Right out of the gate, Trump enacted policy reversals in key policy areas. His immigration executive orders—particularly those concerning the enforcement of immigration laws and the temporary travel ban—markedly upset the status quo. Another tectonic shift took place when he pulled out of the Paris climate agreement, reclaiming a little piece of American sovereignty in the process.
One of establishment Washington’s main functions is regulation. The federal bureaucracy has increasingly insinuated itself into the day-to-day lives of Americans for years. Perhaps Trump’s most overlooked achievement is the progress made toward dismantling the administrative state. According to the American Action Fund, his actions have reduced regulatory costs imposed on Americans by $70 billion.

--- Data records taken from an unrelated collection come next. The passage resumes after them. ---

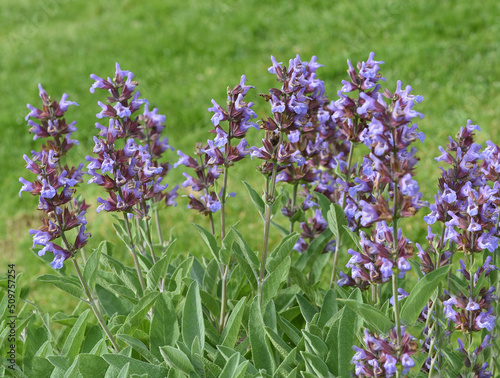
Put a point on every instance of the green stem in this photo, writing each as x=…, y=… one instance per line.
x=395, y=248
x=56, y=347
x=294, y=200
x=134, y=253
x=148, y=234
x=224, y=269
x=267, y=220
x=339, y=242
x=158, y=226
x=93, y=306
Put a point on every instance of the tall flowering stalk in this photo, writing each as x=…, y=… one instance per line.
x=55, y=186
x=390, y=166
x=216, y=158
x=467, y=208
x=289, y=107
x=129, y=174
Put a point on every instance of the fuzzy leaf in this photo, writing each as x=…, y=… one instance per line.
x=92, y=265
x=159, y=270
x=372, y=316
x=64, y=283
x=281, y=252
x=136, y=366
x=261, y=353
x=336, y=221
x=192, y=319
x=256, y=199
x=346, y=339
x=138, y=313
x=209, y=240
x=231, y=331
x=74, y=340
x=420, y=294
x=164, y=327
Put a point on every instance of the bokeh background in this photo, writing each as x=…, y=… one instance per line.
x=184, y=53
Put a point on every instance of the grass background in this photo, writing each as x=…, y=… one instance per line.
x=184, y=53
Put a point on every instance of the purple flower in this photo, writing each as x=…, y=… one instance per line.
x=486, y=320
x=409, y=187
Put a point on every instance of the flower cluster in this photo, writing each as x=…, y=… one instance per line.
x=381, y=358
x=55, y=184
x=376, y=262
x=219, y=153
x=465, y=201
x=131, y=174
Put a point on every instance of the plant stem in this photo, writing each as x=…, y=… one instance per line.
x=134, y=253
x=224, y=269
x=267, y=220
x=294, y=199
x=395, y=247
x=93, y=306
x=148, y=234
x=339, y=242
x=158, y=226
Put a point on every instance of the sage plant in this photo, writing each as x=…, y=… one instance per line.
x=55, y=187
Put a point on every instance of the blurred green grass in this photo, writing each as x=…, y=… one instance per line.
x=184, y=53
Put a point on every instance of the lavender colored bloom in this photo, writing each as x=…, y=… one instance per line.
x=386, y=269
x=472, y=306
x=486, y=320
x=401, y=294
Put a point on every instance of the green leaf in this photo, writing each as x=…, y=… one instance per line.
x=336, y=221
x=126, y=274
x=111, y=303
x=71, y=287
x=229, y=369
x=210, y=278
x=75, y=337
x=261, y=353
x=192, y=318
x=124, y=371
x=315, y=365
x=281, y=252
x=60, y=362
x=278, y=343
x=138, y=313
x=139, y=347
x=316, y=247
x=249, y=272
x=232, y=329
x=297, y=277
x=92, y=266
x=315, y=344
x=41, y=367
x=159, y=270
x=136, y=366
x=307, y=309
x=277, y=204
x=346, y=339
x=323, y=202
x=87, y=365
x=375, y=318
x=420, y=294
x=328, y=309
x=354, y=237
x=177, y=359
x=332, y=343
x=250, y=255
x=256, y=199
x=291, y=331
x=274, y=280
x=209, y=240
x=227, y=244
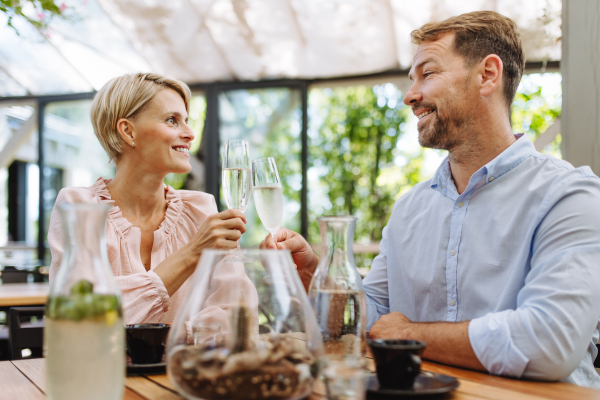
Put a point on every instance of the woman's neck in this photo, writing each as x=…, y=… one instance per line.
x=137, y=192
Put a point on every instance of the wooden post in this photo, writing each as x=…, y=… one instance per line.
x=580, y=68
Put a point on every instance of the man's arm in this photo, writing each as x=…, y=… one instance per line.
x=558, y=308
x=447, y=342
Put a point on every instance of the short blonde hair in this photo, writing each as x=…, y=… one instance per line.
x=126, y=97
x=477, y=35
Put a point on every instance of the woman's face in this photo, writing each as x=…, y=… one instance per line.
x=161, y=134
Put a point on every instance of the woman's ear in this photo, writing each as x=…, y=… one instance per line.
x=127, y=131
x=490, y=70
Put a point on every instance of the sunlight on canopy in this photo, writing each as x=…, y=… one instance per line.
x=221, y=40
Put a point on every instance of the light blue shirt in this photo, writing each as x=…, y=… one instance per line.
x=517, y=254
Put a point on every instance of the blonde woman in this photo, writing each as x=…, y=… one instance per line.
x=155, y=234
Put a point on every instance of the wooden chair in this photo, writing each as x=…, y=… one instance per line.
x=25, y=335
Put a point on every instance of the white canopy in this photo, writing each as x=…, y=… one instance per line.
x=223, y=40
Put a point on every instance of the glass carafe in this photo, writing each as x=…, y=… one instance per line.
x=84, y=336
x=245, y=331
x=337, y=293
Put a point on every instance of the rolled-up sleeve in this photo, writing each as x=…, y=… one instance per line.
x=376, y=285
x=558, y=308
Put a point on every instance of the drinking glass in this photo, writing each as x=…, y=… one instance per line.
x=268, y=198
x=236, y=177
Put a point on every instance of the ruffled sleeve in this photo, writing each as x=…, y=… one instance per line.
x=145, y=297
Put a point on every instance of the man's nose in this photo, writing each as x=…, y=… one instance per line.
x=412, y=96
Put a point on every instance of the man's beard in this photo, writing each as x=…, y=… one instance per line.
x=443, y=132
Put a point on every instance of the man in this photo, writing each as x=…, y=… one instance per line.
x=495, y=262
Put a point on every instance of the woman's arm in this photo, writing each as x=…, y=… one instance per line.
x=219, y=231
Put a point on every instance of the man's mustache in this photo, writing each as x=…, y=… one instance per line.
x=421, y=106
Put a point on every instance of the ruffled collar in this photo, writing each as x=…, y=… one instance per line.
x=122, y=225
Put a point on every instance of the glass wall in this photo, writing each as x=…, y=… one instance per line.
x=271, y=121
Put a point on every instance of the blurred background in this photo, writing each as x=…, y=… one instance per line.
x=316, y=84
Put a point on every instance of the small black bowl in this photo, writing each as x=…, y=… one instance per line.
x=397, y=361
x=146, y=342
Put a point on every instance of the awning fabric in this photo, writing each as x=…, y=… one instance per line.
x=222, y=40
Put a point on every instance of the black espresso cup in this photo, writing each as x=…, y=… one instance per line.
x=397, y=361
x=146, y=342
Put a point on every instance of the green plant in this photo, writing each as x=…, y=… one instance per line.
x=37, y=12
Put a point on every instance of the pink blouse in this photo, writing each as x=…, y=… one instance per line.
x=145, y=298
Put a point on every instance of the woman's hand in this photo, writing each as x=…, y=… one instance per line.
x=219, y=231
x=304, y=257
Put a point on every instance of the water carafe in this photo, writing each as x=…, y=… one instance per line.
x=337, y=293
x=84, y=336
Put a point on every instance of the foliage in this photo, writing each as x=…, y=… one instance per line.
x=37, y=12
x=537, y=104
x=356, y=165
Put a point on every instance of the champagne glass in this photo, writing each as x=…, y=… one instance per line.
x=268, y=198
x=236, y=179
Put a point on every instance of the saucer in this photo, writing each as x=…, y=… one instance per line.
x=426, y=383
x=137, y=369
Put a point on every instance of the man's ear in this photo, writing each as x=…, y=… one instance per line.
x=127, y=130
x=490, y=73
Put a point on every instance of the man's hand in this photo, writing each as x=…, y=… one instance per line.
x=391, y=326
x=304, y=257
x=447, y=342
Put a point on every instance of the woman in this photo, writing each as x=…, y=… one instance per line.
x=155, y=234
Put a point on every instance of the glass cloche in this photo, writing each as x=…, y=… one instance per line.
x=245, y=331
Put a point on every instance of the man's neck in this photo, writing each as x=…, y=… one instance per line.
x=480, y=148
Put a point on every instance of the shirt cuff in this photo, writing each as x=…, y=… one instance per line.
x=492, y=343
x=159, y=285
x=372, y=314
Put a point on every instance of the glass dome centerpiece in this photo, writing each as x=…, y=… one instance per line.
x=245, y=331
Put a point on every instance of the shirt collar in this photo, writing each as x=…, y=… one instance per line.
x=510, y=158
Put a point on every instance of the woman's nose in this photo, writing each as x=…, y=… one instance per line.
x=188, y=133
x=412, y=96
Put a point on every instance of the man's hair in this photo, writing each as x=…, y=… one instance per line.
x=126, y=97
x=477, y=35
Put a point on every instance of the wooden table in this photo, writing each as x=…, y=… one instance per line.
x=25, y=380
x=23, y=294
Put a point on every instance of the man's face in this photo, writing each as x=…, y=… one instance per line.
x=442, y=94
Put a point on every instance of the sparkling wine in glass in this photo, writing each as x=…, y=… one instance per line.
x=268, y=198
x=236, y=175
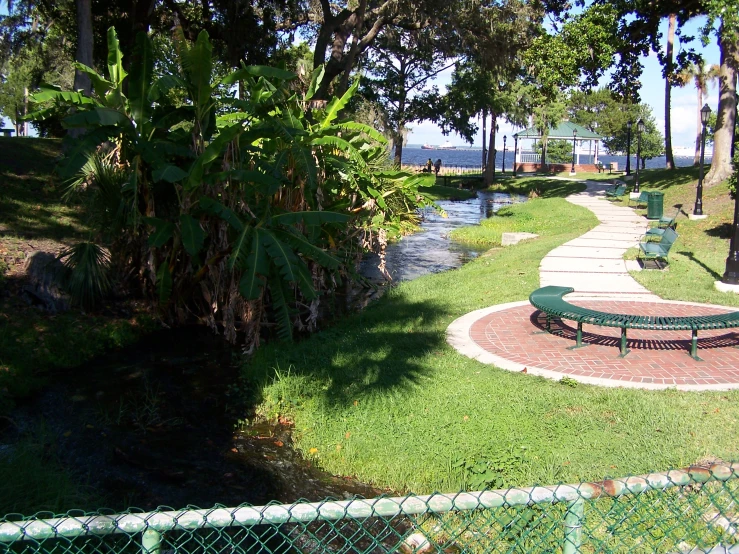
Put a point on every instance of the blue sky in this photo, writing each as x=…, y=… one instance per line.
x=683, y=101
x=683, y=111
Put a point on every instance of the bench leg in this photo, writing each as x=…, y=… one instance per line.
x=547, y=329
x=578, y=338
x=624, y=350
x=694, y=346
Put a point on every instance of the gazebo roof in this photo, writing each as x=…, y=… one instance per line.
x=563, y=131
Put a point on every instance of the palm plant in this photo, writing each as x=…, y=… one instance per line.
x=232, y=210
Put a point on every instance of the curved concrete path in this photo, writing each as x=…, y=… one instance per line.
x=593, y=263
x=510, y=336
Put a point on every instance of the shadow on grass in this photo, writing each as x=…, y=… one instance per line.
x=30, y=196
x=721, y=231
x=544, y=187
x=377, y=351
x=695, y=260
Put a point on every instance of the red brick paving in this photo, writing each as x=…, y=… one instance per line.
x=656, y=357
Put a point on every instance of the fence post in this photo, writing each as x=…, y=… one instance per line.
x=151, y=542
x=573, y=526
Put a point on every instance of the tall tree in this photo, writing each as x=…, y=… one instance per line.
x=701, y=76
x=721, y=164
x=668, y=71
x=400, y=65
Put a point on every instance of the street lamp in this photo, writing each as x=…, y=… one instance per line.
x=628, y=147
x=698, y=209
x=504, y=148
x=640, y=130
x=574, y=142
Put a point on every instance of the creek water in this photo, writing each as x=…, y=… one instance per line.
x=431, y=250
x=159, y=422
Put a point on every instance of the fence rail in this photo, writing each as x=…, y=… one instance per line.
x=690, y=510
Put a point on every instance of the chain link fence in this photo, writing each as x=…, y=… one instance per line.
x=679, y=511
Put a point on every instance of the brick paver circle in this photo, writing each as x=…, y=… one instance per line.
x=658, y=359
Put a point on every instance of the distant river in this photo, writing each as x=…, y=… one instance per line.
x=415, y=155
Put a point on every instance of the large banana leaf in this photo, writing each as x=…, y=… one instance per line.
x=168, y=173
x=212, y=153
x=214, y=207
x=255, y=267
x=338, y=104
x=240, y=248
x=115, y=59
x=309, y=218
x=282, y=256
x=164, y=282
x=99, y=117
x=53, y=92
x=198, y=65
x=100, y=84
x=193, y=236
x=142, y=71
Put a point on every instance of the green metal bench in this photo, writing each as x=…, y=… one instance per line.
x=616, y=191
x=550, y=301
x=642, y=199
x=657, y=250
x=664, y=223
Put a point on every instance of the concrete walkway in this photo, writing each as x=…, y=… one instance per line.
x=593, y=263
x=511, y=336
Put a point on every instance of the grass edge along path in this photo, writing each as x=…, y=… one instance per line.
x=385, y=399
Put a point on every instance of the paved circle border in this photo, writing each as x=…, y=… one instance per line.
x=458, y=336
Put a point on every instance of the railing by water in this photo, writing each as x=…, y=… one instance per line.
x=690, y=510
x=446, y=169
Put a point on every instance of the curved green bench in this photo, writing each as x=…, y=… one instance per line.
x=550, y=301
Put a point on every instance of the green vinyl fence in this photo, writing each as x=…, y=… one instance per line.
x=691, y=510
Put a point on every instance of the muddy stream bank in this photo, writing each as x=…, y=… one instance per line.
x=158, y=423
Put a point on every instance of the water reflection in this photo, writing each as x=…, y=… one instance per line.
x=430, y=250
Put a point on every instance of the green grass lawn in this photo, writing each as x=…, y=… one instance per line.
x=699, y=255
x=384, y=398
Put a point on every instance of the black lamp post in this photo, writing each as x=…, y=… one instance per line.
x=574, y=143
x=698, y=209
x=640, y=130
x=504, y=149
x=731, y=275
x=628, y=147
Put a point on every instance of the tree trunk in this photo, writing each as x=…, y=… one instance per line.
x=698, y=133
x=84, y=44
x=398, y=144
x=484, y=137
x=490, y=164
x=721, y=167
x=669, y=161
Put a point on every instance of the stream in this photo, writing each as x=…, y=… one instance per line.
x=430, y=250
x=158, y=423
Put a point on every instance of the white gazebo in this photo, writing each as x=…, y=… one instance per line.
x=585, y=146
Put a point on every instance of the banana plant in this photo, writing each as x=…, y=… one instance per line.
x=246, y=206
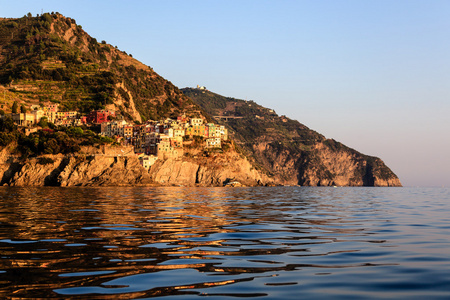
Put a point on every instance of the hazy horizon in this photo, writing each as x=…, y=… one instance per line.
x=372, y=75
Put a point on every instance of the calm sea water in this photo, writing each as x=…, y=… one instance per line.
x=184, y=243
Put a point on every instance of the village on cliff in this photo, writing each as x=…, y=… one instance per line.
x=151, y=141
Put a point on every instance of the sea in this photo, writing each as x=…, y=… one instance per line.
x=224, y=243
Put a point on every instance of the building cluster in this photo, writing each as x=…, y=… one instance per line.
x=152, y=140
x=57, y=117
x=164, y=139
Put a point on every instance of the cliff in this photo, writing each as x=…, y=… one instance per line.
x=94, y=167
x=290, y=152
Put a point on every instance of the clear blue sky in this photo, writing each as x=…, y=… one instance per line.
x=374, y=75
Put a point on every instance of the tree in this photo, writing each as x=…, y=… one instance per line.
x=14, y=108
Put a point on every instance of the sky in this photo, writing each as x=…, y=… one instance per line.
x=374, y=75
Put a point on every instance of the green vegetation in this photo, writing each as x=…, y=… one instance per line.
x=48, y=141
x=49, y=58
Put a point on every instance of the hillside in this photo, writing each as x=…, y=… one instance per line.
x=288, y=150
x=50, y=58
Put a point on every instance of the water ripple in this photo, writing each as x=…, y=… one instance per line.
x=277, y=243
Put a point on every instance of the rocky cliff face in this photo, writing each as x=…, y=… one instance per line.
x=289, y=151
x=97, y=169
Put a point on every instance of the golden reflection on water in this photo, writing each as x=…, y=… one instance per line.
x=109, y=242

Going forward, he has promised to eliminate two regulations for every new one enacted.
Of course, Trump’s Twitter feed upsets official Washington’s apple cart almost every single day, even when no policy issue is involved. The president’s tweets give us a window into his thinking, cutting right to the point and, often, attacking his detractors. His lack of decorum on Twitter can be painful to watch at times, but it offers the American people a totally unprecedented level of transparency about their elected leader. And that’s as anti-establishment as it gets.
Clearly, Washington is a far different place today than it was six months ago. The economy is stronger. The regulatory state is shrinking, not growing. Our international relationships are taking a decidedly different shape. The federal judiciary is taking on a more conservative cast, and our laws are being enforced at the borders.
On top of that, Trump has made some significant progress toward the signature goal that set for himself. Through executive orders and with bold legislative proposals such as his “skinny budget,” Trump is slogging his way through the status quo, working to drain the swamp.
Thomas Binion is the Heritage Foundation’s director of congressional and executive branch relations.